Parser development guide #507

duckdoom4 · 2025-08-23T08:04:26Z

duckdoom4
Aug 23, 2025
Collaborator

This guide explains how the tokenizer, parser, and AST processing work, and how to extend them.

Architecture overview

Text → Tokens
- The tokenizer scans document text and produces a sequence of tokens.
- There are two kinds of tokens:
  - Atomic tokens: keywords, identifiers, literals, operators, punctuation. (linear sequence, non-overlapping)
  - Meta tokens: higher-level constructs like Comment, DefineStatement, SayStatement, etc. (these can overlap and effectively form a tree overlay). Note that meta tokens are not strictly necessary to parse the document, but are there to help.
Tokens → AST (Parser)
- The parser iterates through the token stream and applies rule objects that each have test() and parse() methods.
- Rules validate grammar, consume tokens, and build typed AST nodes.
AST → Program model
- The AST is processed into an RpyProgram, which contains symbols, scopes, references, and diagnostics.
- This model powers features like go-to-definition and find-references.

Core files you’ll interact with:

tokenizer/renpy-tokens.ts — token kinds and tokenizer output.
grammars/renpy.grammar.ebnf — formal grammar reference to follow while implementing rules.
parser/renpy-grammar-rules.ts — rule registry and rule implementations; the parser’s core loop lives here.
parser/ast-nodes.ts — AST node types and their processing hooks.
parser/parser-test.ts — a simple wrapper that runs tokenization and parsing for the active document.

Tokenizer

The tokenizer is mature and used in production today. It’s conceptually similar to VS Code’s highlighting approach (Oniguruma-style), but implemented from scratch in TypeScript.

Emits a strictly ordered sequence of tokens.
Atomic tokens don’t overlap.
Meta tokens can overlap and describe higher-level constructs, effectively giving a rudimentary AST shape before verification.
There’s a debug command to visualize tokens; by default it's bound to Ctrl+Alt+Shift+T (you may need to bind it manually).
The tokenizer rules are auto generated from the syntax highlighting rules we use for VSCode's highlighter
- VSCode also has the internal Ctrl+Alt+Shift+I command, to visualize the syntax highlighting tokens, which might be nice to check sometimes, given we use the same regex expressions

If you want to know exactly which tokens exist, check tokenizer/renpy-tokens.ts and related files in that folder.

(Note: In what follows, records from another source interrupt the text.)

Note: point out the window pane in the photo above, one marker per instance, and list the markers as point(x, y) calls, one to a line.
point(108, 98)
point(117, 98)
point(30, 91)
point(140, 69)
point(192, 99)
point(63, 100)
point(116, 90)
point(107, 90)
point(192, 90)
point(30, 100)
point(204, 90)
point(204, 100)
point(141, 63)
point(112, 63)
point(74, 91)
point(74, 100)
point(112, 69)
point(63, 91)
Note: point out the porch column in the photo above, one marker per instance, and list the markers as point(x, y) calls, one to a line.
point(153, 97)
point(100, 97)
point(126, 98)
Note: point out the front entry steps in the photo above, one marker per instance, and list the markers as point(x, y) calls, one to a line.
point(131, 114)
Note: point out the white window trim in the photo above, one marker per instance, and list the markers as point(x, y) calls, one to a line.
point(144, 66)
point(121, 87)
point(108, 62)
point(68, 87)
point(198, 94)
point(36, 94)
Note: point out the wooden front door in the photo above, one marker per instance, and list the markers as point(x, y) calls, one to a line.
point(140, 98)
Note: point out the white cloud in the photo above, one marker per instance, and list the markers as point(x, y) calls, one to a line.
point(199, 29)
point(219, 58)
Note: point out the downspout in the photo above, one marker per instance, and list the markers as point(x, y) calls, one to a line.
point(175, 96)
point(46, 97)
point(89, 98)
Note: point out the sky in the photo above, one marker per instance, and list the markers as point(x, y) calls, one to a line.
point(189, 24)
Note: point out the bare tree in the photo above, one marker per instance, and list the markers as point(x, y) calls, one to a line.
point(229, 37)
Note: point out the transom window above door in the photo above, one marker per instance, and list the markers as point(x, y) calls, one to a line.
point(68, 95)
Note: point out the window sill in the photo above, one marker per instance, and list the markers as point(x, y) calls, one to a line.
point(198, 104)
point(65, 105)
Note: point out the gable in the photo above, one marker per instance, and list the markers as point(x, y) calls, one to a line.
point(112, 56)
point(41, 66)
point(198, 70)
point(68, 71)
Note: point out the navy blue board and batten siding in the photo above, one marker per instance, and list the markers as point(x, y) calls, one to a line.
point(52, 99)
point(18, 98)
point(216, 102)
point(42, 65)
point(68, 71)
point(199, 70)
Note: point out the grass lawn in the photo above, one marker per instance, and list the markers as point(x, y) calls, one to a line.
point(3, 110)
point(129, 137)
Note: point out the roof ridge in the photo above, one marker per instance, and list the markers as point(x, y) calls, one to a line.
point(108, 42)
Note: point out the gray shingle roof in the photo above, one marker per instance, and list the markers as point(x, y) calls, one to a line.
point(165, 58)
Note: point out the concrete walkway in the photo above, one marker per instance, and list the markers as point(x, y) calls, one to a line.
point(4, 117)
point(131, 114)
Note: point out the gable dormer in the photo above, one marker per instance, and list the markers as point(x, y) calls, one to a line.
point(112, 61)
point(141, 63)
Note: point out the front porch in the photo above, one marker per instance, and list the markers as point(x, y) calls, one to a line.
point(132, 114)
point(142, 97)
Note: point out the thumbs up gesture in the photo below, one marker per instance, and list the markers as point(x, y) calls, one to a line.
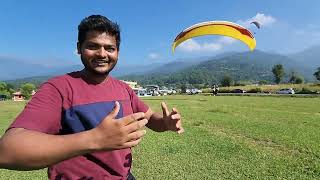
point(126, 132)
point(172, 119)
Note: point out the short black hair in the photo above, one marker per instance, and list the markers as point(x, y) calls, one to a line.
point(98, 23)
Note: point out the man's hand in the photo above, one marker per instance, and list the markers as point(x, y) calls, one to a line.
point(172, 120)
point(112, 134)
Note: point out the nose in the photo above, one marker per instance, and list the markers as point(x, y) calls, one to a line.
point(101, 53)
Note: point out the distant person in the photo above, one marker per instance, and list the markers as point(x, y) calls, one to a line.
point(82, 125)
point(215, 89)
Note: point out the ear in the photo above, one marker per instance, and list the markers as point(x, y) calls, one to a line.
point(78, 48)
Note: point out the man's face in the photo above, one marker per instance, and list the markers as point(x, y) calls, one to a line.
point(99, 52)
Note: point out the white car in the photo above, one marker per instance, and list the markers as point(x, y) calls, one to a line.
point(286, 91)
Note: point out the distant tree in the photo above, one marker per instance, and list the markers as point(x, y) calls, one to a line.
point(295, 78)
point(262, 82)
point(183, 88)
point(26, 90)
point(278, 72)
point(317, 74)
point(4, 89)
point(226, 80)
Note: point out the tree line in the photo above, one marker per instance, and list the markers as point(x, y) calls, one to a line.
point(7, 90)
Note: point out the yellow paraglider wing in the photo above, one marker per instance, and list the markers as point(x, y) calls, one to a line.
point(224, 28)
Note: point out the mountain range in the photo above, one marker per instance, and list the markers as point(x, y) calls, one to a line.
point(251, 66)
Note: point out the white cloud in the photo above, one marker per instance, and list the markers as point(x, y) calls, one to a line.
point(154, 56)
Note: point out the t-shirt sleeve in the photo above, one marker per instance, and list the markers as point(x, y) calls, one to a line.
point(43, 111)
point(137, 104)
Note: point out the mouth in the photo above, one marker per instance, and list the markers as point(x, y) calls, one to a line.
point(99, 62)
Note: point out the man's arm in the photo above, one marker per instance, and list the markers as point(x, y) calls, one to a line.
point(165, 122)
point(22, 149)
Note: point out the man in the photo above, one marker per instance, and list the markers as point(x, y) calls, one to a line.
point(82, 125)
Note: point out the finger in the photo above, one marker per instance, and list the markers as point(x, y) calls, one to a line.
point(180, 131)
point(136, 135)
point(175, 116)
point(132, 118)
point(165, 110)
point(132, 143)
point(136, 125)
point(175, 110)
point(115, 110)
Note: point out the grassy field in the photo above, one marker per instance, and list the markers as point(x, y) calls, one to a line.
point(227, 137)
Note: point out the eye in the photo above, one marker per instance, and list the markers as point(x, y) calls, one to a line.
point(92, 46)
point(110, 49)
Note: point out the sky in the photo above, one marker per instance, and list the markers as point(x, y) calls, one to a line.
point(45, 32)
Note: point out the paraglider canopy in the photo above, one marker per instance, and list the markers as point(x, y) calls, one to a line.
point(256, 23)
point(223, 28)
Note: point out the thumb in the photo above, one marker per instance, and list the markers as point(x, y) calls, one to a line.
point(113, 114)
point(165, 110)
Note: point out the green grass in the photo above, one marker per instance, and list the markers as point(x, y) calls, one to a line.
point(227, 137)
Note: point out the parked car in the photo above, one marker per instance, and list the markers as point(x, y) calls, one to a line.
point(238, 91)
point(286, 91)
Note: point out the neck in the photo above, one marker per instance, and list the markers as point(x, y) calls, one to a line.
point(94, 77)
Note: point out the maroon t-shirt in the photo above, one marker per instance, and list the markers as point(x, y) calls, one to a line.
point(69, 104)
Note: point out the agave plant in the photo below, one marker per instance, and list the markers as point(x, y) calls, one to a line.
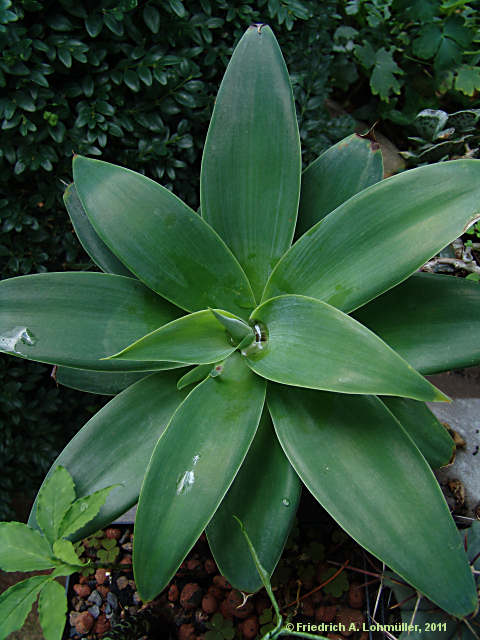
point(249, 364)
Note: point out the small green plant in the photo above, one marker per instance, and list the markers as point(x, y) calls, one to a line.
point(60, 515)
point(261, 364)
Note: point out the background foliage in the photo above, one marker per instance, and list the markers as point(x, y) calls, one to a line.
point(134, 83)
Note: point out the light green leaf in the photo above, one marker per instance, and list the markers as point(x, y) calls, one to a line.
point(16, 602)
point(93, 245)
point(64, 550)
point(264, 496)
point(54, 498)
point(311, 344)
point(52, 610)
point(210, 434)
point(23, 548)
point(340, 172)
point(346, 259)
point(101, 453)
point(107, 383)
point(430, 436)
point(432, 321)
point(250, 179)
point(336, 441)
point(82, 511)
point(161, 240)
point(197, 338)
point(76, 318)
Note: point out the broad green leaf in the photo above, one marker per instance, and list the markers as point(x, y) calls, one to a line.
point(80, 513)
point(16, 602)
point(52, 610)
point(64, 551)
point(347, 259)
point(23, 548)
point(197, 338)
point(430, 436)
point(191, 468)
point(77, 318)
point(311, 344)
point(339, 173)
point(264, 496)
point(366, 472)
point(100, 454)
point(107, 383)
point(93, 245)
point(161, 240)
point(250, 179)
point(54, 498)
point(432, 321)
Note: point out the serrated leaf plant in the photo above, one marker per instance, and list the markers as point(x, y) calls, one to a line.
point(22, 548)
point(250, 364)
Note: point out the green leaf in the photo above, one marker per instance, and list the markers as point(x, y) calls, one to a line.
point(166, 244)
point(250, 178)
point(343, 170)
point(52, 610)
point(16, 602)
point(430, 436)
point(96, 248)
point(197, 338)
point(77, 318)
point(64, 551)
point(336, 441)
point(346, 259)
point(102, 382)
point(23, 548)
point(264, 496)
point(433, 321)
point(383, 80)
point(54, 498)
point(81, 511)
point(311, 344)
point(210, 434)
point(101, 453)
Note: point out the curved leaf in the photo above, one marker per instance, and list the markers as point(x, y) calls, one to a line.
point(193, 464)
point(75, 319)
point(161, 240)
point(432, 321)
point(107, 383)
point(264, 496)
point(366, 472)
point(96, 248)
point(250, 179)
point(197, 338)
point(100, 454)
point(430, 436)
point(311, 344)
point(348, 258)
point(351, 165)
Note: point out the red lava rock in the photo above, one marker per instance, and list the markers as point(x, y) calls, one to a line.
point(100, 576)
point(173, 593)
point(191, 596)
point(82, 590)
point(209, 603)
point(101, 624)
point(84, 622)
point(249, 627)
point(186, 632)
point(356, 595)
point(210, 566)
point(221, 582)
point(325, 613)
point(348, 617)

Also check out the syntax highligher guide to understand more about the tokenizer: #447

Parser

The parser is rule-driven and intentionally modular.

Each rule has:
- test() — quick predicate to check if the rule applies at the current token.
- parse() — consumes tokens and returns a specific AST node or null on error.
A central loop walks a list of rules and executes the first rule whose test() returns true.
Example: DefineStatementRule expects the define keyword, optionally an integer, an assignment, then an end-of-line.

We maintain a formal grammar in grammars/renpy.grammar.ebnf. That’s the source of truth we mirror in the rules.
Note: The current grammar is incomplete and in some cases inaccurate, meaning we might introduce bugs that the offical renpy parser does not agree on.

Error handling has been improved recently, but it’s still evolving. Comments and some edge cases may need more work; while extending the parser, start with valid syntax and then expand coverage.

AST and semantic processing

Every parse() returns a typed AST node (see src/parser/ast-nodes.ts). Nodes can override a visit(program: RpyProgram) method to:

Declare symbols (labels, defines, characters).
Record references (e.g., a jump to a label creates a reference to the label’s symbol).
Emit diagnostics when constraints aren’t met (e.g., an undefined label).

The RpyProgram is the semantic model. It holds:

A global scope (and more scopes as needed, though Ren’Py/Python semantics often push things toward module/global).
A symbol table with definition locations and a list of references per symbol.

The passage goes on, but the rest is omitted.